Friday, August 17, 2001



LOST AT LAST
Lost at Last, clockwise from bottom, are Om, Dava Priyo,
Jaya Lakshmi, Daniel Paul and Noah Mosgofian.



‘Lost at Last’ loses
itself in mediocrity

"Lost at Last"
Lost at Last (Windham Hill)


Review by Gary C.W. Chun
gchun@starbulletin.com

Welcome to the new exotica, rubbed to a techno sheen.

Next Tuesday marks the national release by a "techno-tribal-dance band" with its origins on Maui. Led by the trio of guitarist Deva Priyo, singer Jaya Lakshmi and keyboard programmer Om, Lost at Last has made the successful transition of being first popular on the Valley Isle, then making a name for itself by touring throughout the western United States.

With its attempts in blending tribal world music with techno and ambient dance textures, it's no surprise LAL has found an audience with ravers, Deadheads and other like-spirited New Age hippies on Maui and elsewhere.

The CD is a good, at worst adequate, representation of the band's sound, but I suspect LAL's real strength lies in performance. Playing expansive outdoor music festivals or at the annual neo-tribal-anarchist gathering known as the Burning Man Festival held at the end of the month in the Black Rock desert of Nevada, Lost at Last delivers its trance-inducing vibe "decorated in their trademark fluorescent makeup and flowing white robes, (appearing) under black light as ephemeral spirits," as its publicity copy describes. Presentation is everything, especially if the band promises a life-changing experience.

But you're not going to find it here, although you can't fault LAL for trying.

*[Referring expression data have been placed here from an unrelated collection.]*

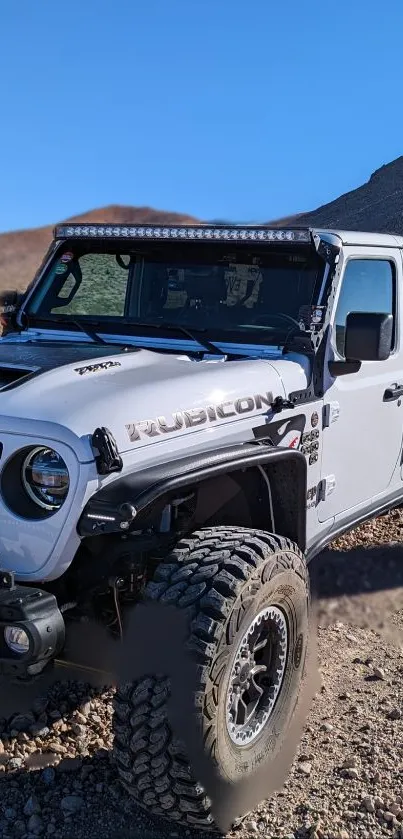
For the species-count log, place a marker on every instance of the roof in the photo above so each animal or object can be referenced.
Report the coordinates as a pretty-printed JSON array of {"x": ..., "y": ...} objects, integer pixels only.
[
  {"x": 358, "y": 237},
  {"x": 223, "y": 232}
]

Two of the longer tracks, "Sufi Groove" and "Radhe Jaya Jaya," typify the group's taking traditional devotional music and "modifying and augmenting" it with rave dance flourishes. "Sufi Groove" probably blisses out ravers when done live, with its hammered dulcimer sounds punctuating the ambient feel (although Priyo's rock guitar solo is a bit out of place). "Radhe Jaya Jaya's" Valsnava prayer sung by Lakshmi is offset nicely by Priyo's electric sitar, all overlaid by Om's techno beats.

But on a track like "Mira," the techno bleeps sound superfluous on what could've been a pleasant Latin number without the "modification."

The rest of this new exotica has already been done by groups like Enigma and Savage Garden, and LAL doesn't necessarily improve on it. But you'll be taken on a quick worldwide tour of ethnic beats and sounds, whether they be American Indian, flamenco, Indian, Latin or Krishna chants. To these ears, it all sounds like "jack-of-all-trades, master-of-none," earnestly performed but far from altering this particular reviewer's consciousness.